AUX SOURCES DU PÈLERINAGE

En 876, le Roi Charles le Chauve fait don au sanctuaire de Chartres du voile de la Vierge. A partir de cette date, la ville devient un centre marial majeur en France. Jusqu’à la Révolution, de nombreux pèlerins, ainsi que la plupart des rois de France viennent à Chartres, où des miracles sont recensés.

Au XIXème siècle, le sanctuaire renaît :

  • 1860, consécration de la cathédrale ;
  • 1873, naissance du pèlerinage national ;
  • 1876, millénaire de la donation du voile ;
  • 1908, la cathédrale est proclamée « basilique » pèlerine par le pape Pie X.


« On voit le clocher à dix-sept kilomètres sur la plaine. De temps en temps, il disparaît derrière une ondulation, une ligne de bois. Dès que je l’ai vu ç’a été l’extase. Je ne sentais plus rien, ni la fatigue, ni mes pieds. Toutes mes impuretés sont tombées d’un coup. J’étais un autre homme »
Charles Péguy

Si le sanctuaire attire alors beaucoup de pèlerins, c’est Charles Péguy qui réactive la tradition médiévale de la marche à pied vers Chartres. En 1935 est organisé la première édition pèlerinage étudiant de Paris à Chartres avec une poignée d’étudiants de la Sorbonne. Au fil des années, le pèlerinage ne cesse de se développer et de se structurer : de la Libération à 1960, c’est un étudiant francilien sur quatre qui y participe.

Le pèlerinage rencontre moins de succès à partir du milieu des années 1960 mais il reprend de la vigueur dans les années 1990 avec la perspective des Journées Mondiales de la Jeunesse à Paris.

« Dimanche et lundi de la Pentecôte, deux jours libres, je vais aller à Chartres.

Dimanche matin, à Notre-Dame de Paris. La grande nef est silencieuse dans la demi-lumière qui tombe des verrières. Quelques jeunes gens sacs au dos, un ou deux militaires, quelques vieilles femmes, des bonnes sœurs assistent à la messe basse dans une toute petite chapelle. Il faut faire d’interminables détours à cause de l’Exposition. La ville s’amenuise jusqu’à devenir la banlieue, puis la campagne. Le Pont de Sèvres, le Château de Versailles si beau après la laideur des rues, puis la splendeur de la forêt.

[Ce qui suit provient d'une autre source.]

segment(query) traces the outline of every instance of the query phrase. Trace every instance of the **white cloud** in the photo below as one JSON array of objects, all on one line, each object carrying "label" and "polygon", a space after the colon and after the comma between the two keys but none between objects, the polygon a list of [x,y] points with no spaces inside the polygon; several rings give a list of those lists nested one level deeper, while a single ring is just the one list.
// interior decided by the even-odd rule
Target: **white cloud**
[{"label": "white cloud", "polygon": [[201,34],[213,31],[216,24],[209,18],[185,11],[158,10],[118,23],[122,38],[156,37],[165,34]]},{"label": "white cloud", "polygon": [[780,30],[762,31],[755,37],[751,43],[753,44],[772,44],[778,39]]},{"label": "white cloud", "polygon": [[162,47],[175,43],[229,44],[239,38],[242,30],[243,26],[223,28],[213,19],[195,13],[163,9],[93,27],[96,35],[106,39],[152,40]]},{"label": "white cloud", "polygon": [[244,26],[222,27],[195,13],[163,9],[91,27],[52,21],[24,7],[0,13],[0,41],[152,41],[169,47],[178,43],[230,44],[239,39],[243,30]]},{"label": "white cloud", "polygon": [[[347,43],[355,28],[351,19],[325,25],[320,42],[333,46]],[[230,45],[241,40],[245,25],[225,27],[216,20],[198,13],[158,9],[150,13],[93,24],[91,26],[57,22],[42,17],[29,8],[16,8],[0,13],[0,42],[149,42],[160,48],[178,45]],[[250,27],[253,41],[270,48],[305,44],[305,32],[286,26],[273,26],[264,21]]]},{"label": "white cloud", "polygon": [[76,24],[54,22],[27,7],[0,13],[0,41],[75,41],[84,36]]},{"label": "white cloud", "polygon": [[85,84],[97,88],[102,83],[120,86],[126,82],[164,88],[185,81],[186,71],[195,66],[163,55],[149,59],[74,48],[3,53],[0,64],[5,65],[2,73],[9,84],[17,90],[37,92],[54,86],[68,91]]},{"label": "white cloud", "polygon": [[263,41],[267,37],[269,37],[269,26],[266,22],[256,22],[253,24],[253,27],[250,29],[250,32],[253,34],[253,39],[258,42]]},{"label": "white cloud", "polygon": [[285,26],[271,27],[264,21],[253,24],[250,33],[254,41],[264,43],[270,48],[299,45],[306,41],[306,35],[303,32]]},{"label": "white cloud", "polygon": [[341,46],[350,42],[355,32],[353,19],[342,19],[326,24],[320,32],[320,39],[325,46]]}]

A la cadence des pas, les Ave Maria du chapelet se succèdent. Ave dits à de multiples intentions, sur de multiples sujets, puis aussi pour les gens rencontrés au bord de la route :

… pour ces bohémiens crasseux et cette petite romanichel en oripeaux multicolores qui doit chaparder les volailles dans les fermes ;
… pour ce cheminot qui chemine comme moi, mais parce que lui sans doute ne peut faire autrement ;
… pour ces soldats rencontrés au camp de Satory et qui me crient que le goût de la marche me passera au service militaire ;
… pour ces touristes insupportables qui parlent tout haut dans la chapelle au village de Dampierrev ;
… pour cet ouvrier qui m’a lancé au passage : « En v’la un qui joue au dur » ;
… pour ces petits scouts qui, pour que je les accompagne, m’ont indiqué si gentiment un raccourci qui m’allonge de trois kilomètres ;
… pour ces belles dames élégantes qui, de leurs voitures, sourient au pauvre porteur de sac.

La forêt m’entoure, si belle qu’elle devient une prière. Tout seul je fais en moi-même une retraite fermée, avec mon âme pour cellule et la forêt pour monastère. Paris : 40 kilomètres, indique une flèche pointée contre moi ; mais j’en ai fait 45, car il y a eu les détours de l’Exposition et le raccourci des petits scouts. 15 kilomètres encore avant d’arriver à Rambouillet. Mes pieds me font mal parce que, au fond, ils ont toujours préféré l’étrier à la route. Le sac se fait plus lourd, la fatigue mauvaise.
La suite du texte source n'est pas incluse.